Se ha encendido la luz en la cocina. En mi primer
despertar, y entre sombras difusas, distingo siluetas harto conocidas.
La cómoda arcaica en cuyos cajones se amontonan mantas y colchas entre
vapores de compuestos contra las polillas. El reloj de doble
campana que descansa sobre este armatoste de madera emitiendo inmisericorde su
odiado y repetitivo tic-tac y al que todas las noches, antes de acostarme, he
de dar cuerda para que toque y cumpla la función de despertarme. Y el puñetero cuadro
tenebroso. Un cuadro que, clavado en la pared con un clavo oxidado del diez, me
recuerda, entre figuras que emiten lamentos mientras son devoradas por el
fuego, que el infierno es cosa que puede existir. También distingo el escueto
estante metálico que me ha traído la Tía María, en uno de sus viajes a la
Valencia del Levante, para que de una vez por todas ponga orden y concierto y
organice los libros que suelo tener diseminados por cualquier rincón de la
casa. También reposa sobre la mesita el reproductor de casetes Sanyo que vino
de la mano de José Zabala de los decomisos madrileños y que emitiendo está el
Diario Hablado de las seis de la mañana. Debe ser que por la noche me debió de
entrar la torta repentina mientras escuchaba EL LOCO DE LA COLINA. Y olvidé
el apagarlo.
Intuyo que después vendrá el sermón por ese
gasto de luz injustificado. Se abre la puerta que es de corredera, dadas las
escasas dimensiones del dormitorio, y se desliza, con sus ruedas y rodamientos,
sobre un carril artesanal, emitiendo unos ruidos y quejios de mil demonios.

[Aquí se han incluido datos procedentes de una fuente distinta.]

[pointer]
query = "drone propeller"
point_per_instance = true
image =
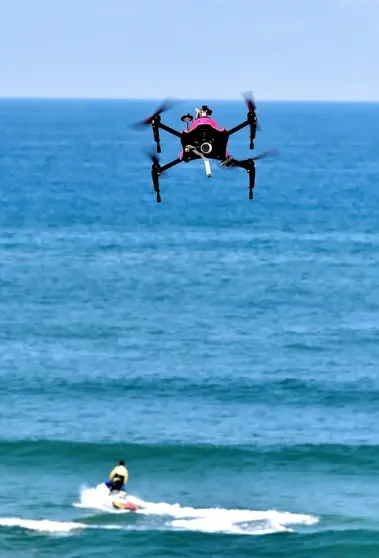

Oigo la voz de mi madre que me conmina a que me levante con prontitud porque se
hace tarde. Salto con prisa de la cama y me dirijo rápidamente hacia el
camarón, que sirve para todo, procediendo a la evacuación de las aguas
sobrantes en el cubo que tenemos situado para esos menesteres , y después,
deprisa y corriendo, porque hace un frio que hiela los huesos, me lavo la cara,
como los gatos, en una palangana plagada de desconchones que ubicada está
también en lugar tan singular, donde además se lavan los platos y se matan los
pollos que te pican en el culo cuando haces de cuclillas, lo que nadie puede
hacer por ti en un rincón del corral.
Y así, después de calzarnos los ropajes y
abalorios, hasta un escapulario colgado como medalla al cuello lleva mi madre,
bajamos las escaleras y salimos a la calle. Con paso rápido avanzamos y
llegamos hasta la intersección de la Calle Real en la esquina de los Peñuelas.
Apenas unas escasas figuras se dibujan caminando a tan temprana hora y es por
ello que desfilamos como fantasmas por delante de la tienda de muebles de
Domingo Lozano y, mientras pasamos por la que es de Amando, diviso que unos
pasos por delante de nosotros camina con su sempiterno Celtas en la boca, y vistiendo
el morado hábito de los nazarenos, Restituto “El Tutomera”.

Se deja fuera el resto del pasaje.